Number of bowl berths available: 70
Number of teams bowl eligible: 79

The easing of the bowl eligibility rules, to include teams with non-losing (6–6) or even losing records, resulted in a record number of teams – 79 versus the 71 or 72 of the past few seasons – being deemed eligible for selection to a 2013–14 bowl game.

Nine eligible teams did not receive a bowl invitation, including two with winning records: Western Kentucky (8–4), Toledo (7–5), Central Michigan (6–6), Florida Atlantic (6–6), Louisiana-Monroe (6–6), San Jose State (6–6), South Alabama (6–6), Texas State (6–6), and Troy (6–6).

Teams that did not become bowl eligible
 American (5) : Connecticut, Memphis, South Florida, SMU, Temple
 ACC (3) : NC State, Virginia, Wake Forest
 Big Ten (5) : Illinois, Indiana, Northwestern, Penn State (via NCAA sanctions), Purdue
 Big 12 (4) : Iowa State, Kansas, TCU, West Virginia
 Conference USA (7) : FIU, Louisiana Tech, Southern Miss, Tulsa, UAB, UTEP,  UTSA (via transition)
 Independents (3) : Army, Idaho, New Mexico State
 MAC (6) : Akron, Eastern Michigan, Kent State, Miami (OH), UMass, Western Michigan
 Mountain West (5) : Air Force, Hawaii, Nevada, New Mexico, Wyoming
 Pac-12 (3) : California, Colorado, Utah
 SEC (4) : Arkansas, Florida, Kentucky, Tennessee
 Sun Belt (1) : Georgia State
Number of teams bowl ineligible: 46

Changes for 2014–15
Starting in 2014–15 a new system, the College Football Playoff, has been used to determine the national champion.
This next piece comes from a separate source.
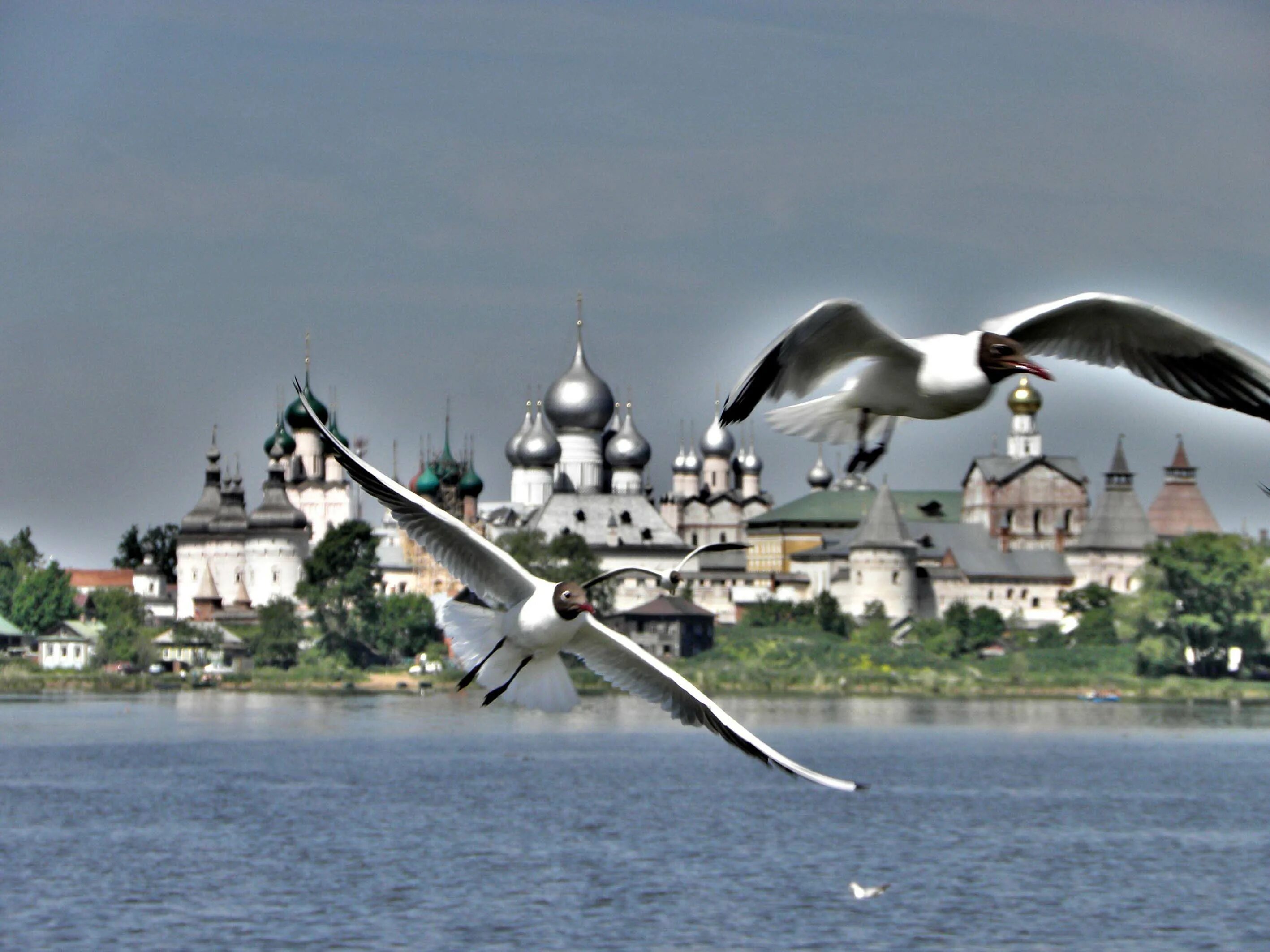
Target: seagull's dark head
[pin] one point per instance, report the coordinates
(569, 600)
(1003, 357)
The new format uses a committee of 13 people to select and seed the top 12 teams.  These teams are paired in six of the ten oldest bowl games—the Rose, Sugar, Orange, Cotton, Peach and Fiesta bowls.  These games have been marketed as the "New Year's Six", with three bowls played daily, typically on consecutive days around New Year's Day.

Within this New Year's Six format, the top four seeded teams are paired in two national semi-finals, followed by a national championship game played on the first Monday that is six or more days after the semifinals, at a neutral site.  The two semi-finals will rotate each year, first at the Rose and Sugar bowls, then the Orange and Fiesta bowls, then the Cotton and Peach bowls.

In addition, the number of bowls expanded to 39 games in 2014–15, with four new games – the Camellia Bowl, scheduled for the Cramton Bowl in Montgomery, Alabama pitting the Sun Belt against the MAC; the Bahamas Bowl, played in Nassau between the MAC and the American Athletic Conference; the Miami Beach Bowl, played in Marlins Park with an AAC team as host; and the Boca Raton Bowl, played at FAU Stadium, with a third MAC team taking on a team from Conference USA.  The increase to 76 teams (38 bowls + national championship played by semi-final bowl winners) in bowl play required the easing of bowl eligibility rules, allowing teams with losing records or teams in the lower FCS to be deemed eligible for invitation to a bowl game.